Degenerative Disc Disease is the term used to describe the natural deterioration of the discs in the spine. This condition does not affect every person, but it does occur in a relatively high percentage of the population. The two areas of the spine in which degeneration is commonly seen are the neck and the low back. When pain persists and a patient is told he has degenerative disc disease, there may be a misperception that the affected segment of the spine will continually degrade until surgery is necessary. This isn’t the case. Here, we want to discuss a few ways that the structures that buffer pressure in the spine can be nurtured to decrease the severity of wear and tear.
Activity Helps Your Spine
Back and neck pain are interesting because, when you have one or the other (or both), you may not feel much like engaging in the same level of physical activity you have in the past. While a temporary time out to rest and rejuvenation can be beneficial, this shouldn’t continue for long. Staying active is one of the best things we can do for spine health.
When we exercise, we increase the circulation of blood and oxygen through the body, including into the discs of the spine. This is crucial not only to prevention but also to healing and management. The better blood and nutrients can flow to the discs, the more likely these structures are to maintain hydration and pliability. We also cannot overlook the fact that physical exercise, even walking, causes a release of endorphins in the brain – and endorphins are natural pain-reducers.

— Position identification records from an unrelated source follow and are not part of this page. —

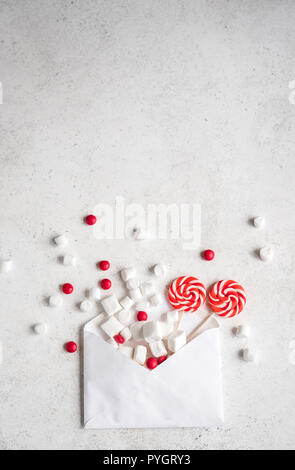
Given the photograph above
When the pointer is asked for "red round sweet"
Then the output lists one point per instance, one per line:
(71, 347)
(151, 363)
(119, 339)
(142, 316)
(106, 284)
(67, 288)
(90, 219)
(104, 265)
(208, 255)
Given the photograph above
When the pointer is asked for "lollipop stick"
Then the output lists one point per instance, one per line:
(195, 331)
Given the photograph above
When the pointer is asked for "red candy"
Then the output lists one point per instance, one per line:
(104, 265)
(71, 347)
(141, 316)
(151, 363)
(90, 219)
(208, 255)
(67, 288)
(106, 284)
(119, 339)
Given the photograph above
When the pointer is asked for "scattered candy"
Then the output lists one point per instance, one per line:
(187, 293)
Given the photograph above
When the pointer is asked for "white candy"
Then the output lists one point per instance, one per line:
(176, 340)
(135, 294)
(158, 349)
(128, 273)
(69, 260)
(159, 270)
(111, 305)
(140, 353)
(137, 330)
(126, 350)
(132, 283)
(61, 240)
(55, 301)
(242, 331)
(152, 331)
(259, 222)
(85, 306)
(148, 288)
(112, 326)
(127, 303)
(266, 253)
(126, 333)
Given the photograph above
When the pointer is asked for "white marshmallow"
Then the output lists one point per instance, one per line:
(137, 330)
(132, 283)
(140, 353)
(135, 294)
(159, 270)
(176, 340)
(61, 240)
(259, 222)
(40, 329)
(242, 331)
(152, 331)
(85, 306)
(126, 350)
(126, 333)
(55, 301)
(266, 253)
(127, 303)
(148, 288)
(128, 273)
(112, 326)
(158, 349)
(111, 305)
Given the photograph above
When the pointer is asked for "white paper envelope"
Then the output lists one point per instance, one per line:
(184, 391)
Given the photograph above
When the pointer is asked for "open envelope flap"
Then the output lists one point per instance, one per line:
(183, 391)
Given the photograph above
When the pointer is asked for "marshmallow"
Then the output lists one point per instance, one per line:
(158, 349)
(40, 329)
(140, 353)
(112, 326)
(61, 240)
(126, 333)
(152, 331)
(55, 301)
(266, 253)
(111, 305)
(242, 331)
(259, 222)
(69, 260)
(137, 330)
(176, 340)
(148, 288)
(132, 283)
(159, 270)
(128, 273)
(126, 303)
(85, 306)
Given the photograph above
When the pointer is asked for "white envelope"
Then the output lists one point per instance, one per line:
(184, 391)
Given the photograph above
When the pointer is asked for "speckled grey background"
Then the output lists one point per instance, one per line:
(155, 101)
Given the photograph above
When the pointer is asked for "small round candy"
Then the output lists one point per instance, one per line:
(71, 347)
(90, 219)
(106, 284)
(142, 316)
(151, 363)
(208, 255)
(119, 339)
(104, 265)
(67, 288)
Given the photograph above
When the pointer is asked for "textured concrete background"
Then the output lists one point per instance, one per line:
(156, 101)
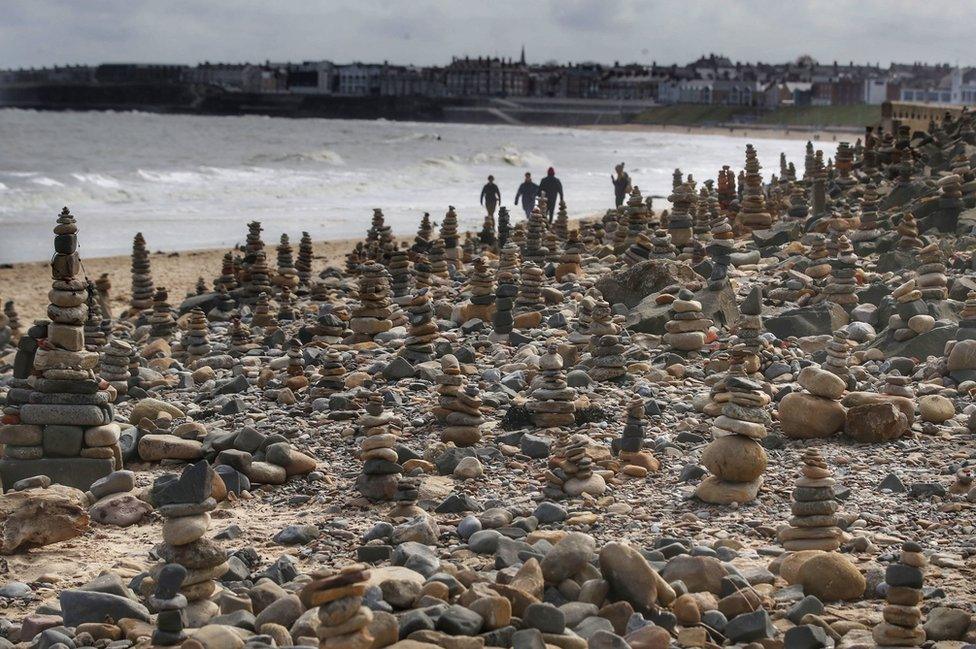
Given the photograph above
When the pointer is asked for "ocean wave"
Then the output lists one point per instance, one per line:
(327, 156)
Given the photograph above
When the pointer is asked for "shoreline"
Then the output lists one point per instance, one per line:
(748, 131)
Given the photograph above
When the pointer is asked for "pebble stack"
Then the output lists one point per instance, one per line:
(814, 508)
(400, 275)
(373, 315)
(61, 424)
(379, 478)
(530, 289)
(195, 340)
(482, 287)
(338, 596)
(734, 457)
(902, 625)
(169, 602)
(114, 366)
(142, 284)
(304, 262)
(908, 233)
(551, 401)
(185, 502)
(458, 405)
(161, 323)
(505, 294)
(418, 347)
(571, 258)
(753, 213)
(680, 221)
(287, 275)
(931, 274)
(687, 330)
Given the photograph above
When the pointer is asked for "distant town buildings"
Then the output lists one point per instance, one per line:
(711, 79)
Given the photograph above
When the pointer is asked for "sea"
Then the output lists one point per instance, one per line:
(190, 182)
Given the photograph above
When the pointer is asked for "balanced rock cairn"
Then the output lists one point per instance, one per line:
(482, 287)
(814, 522)
(196, 340)
(418, 347)
(505, 295)
(735, 457)
(606, 351)
(754, 214)
(816, 413)
(185, 502)
(114, 366)
(687, 329)
(551, 401)
(169, 602)
(61, 424)
(632, 451)
(338, 596)
(458, 405)
(902, 625)
(378, 480)
(373, 316)
(142, 284)
(162, 325)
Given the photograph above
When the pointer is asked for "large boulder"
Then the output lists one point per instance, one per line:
(804, 416)
(875, 422)
(650, 317)
(820, 320)
(38, 517)
(631, 285)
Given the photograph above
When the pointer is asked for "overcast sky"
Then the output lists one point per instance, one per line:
(429, 32)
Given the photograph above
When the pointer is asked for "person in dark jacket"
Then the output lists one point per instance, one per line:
(528, 190)
(621, 185)
(490, 196)
(553, 189)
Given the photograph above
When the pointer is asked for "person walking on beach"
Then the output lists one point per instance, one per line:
(528, 190)
(552, 188)
(490, 196)
(621, 185)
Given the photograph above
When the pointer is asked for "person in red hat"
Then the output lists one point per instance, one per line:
(553, 189)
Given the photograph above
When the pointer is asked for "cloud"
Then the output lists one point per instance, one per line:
(429, 32)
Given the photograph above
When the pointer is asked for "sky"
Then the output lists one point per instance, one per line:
(36, 33)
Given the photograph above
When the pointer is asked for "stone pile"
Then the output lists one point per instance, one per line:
(687, 330)
(530, 289)
(304, 262)
(337, 595)
(931, 274)
(287, 274)
(753, 213)
(142, 284)
(61, 423)
(418, 347)
(814, 508)
(162, 325)
(185, 502)
(551, 401)
(114, 366)
(505, 294)
(680, 221)
(572, 474)
(458, 406)
(379, 478)
(734, 457)
(196, 340)
(816, 413)
(482, 287)
(902, 623)
(373, 315)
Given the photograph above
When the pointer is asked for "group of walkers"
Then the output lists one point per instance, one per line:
(552, 188)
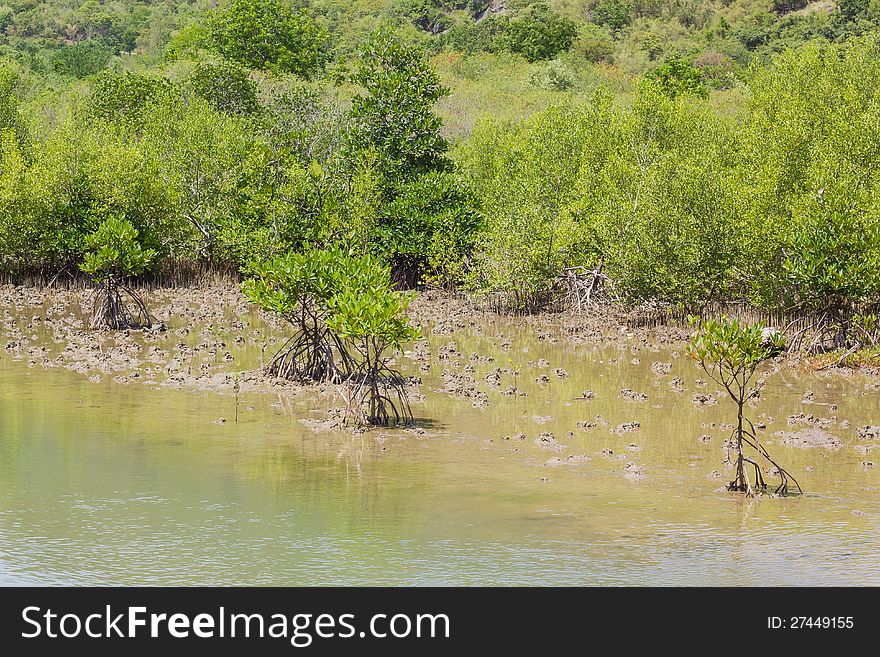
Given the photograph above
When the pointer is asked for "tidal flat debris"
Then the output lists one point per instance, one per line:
(811, 420)
(633, 472)
(626, 427)
(807, 438)
(662, 368)
(571, 459)
(548, 441)
(633, 396)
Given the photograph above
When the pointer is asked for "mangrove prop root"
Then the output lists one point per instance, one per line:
(110, 310)
(311, 354)
(377, 398)
(741, 482)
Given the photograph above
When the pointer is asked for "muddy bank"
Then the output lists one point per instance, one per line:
(210, 338)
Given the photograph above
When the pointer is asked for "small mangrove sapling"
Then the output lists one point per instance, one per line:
(730, 353)
(297, 287)
(113, 256)
(371, 319)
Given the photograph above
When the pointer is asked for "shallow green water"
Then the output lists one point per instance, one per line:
(104, 483)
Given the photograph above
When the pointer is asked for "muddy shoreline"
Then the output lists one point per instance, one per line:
(208, 337)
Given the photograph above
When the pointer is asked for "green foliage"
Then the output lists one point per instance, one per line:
(527, 175)
(433, 220)
(10, 114)
(394, 115)
(113, 251)
(730, 353)
(270, 35)
(553, 75)
(677, 77)
(614, 14)
(227, 86)
(538, 33)
(83, 58)
(733, 350)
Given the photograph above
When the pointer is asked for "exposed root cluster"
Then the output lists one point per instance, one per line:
(741, 482)
(110, 310)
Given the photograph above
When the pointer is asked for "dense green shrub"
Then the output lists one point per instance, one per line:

If you have been diagnosed with degenerative disc disease, talk with your doctor or physical therapist about appropriate exercise to maximize benefits to the spine.
Watch your Posture
The positive and the negative must both be addressed in order to manage the state of the spine. Where exercise is a positive step, posture can work against the intended benefits. Therefore, it is vital to look at how your posture may be putting you at risk. Consider actions such as changing positions every few minutes if you sit for long periods of time. Add a support pillow to your chair to prevent low back strain. If your job requires you to lift, do so with proper body mechanics. If you’re not sure what posture is appropriate for lifting, contact a physical therapist for guidance. Finally, the mattress you sleep on should allow you to wake up feeling restored, not sore. If you suspect your mattress is not supporting the natural curves of your spine while you sleep, look for a new one.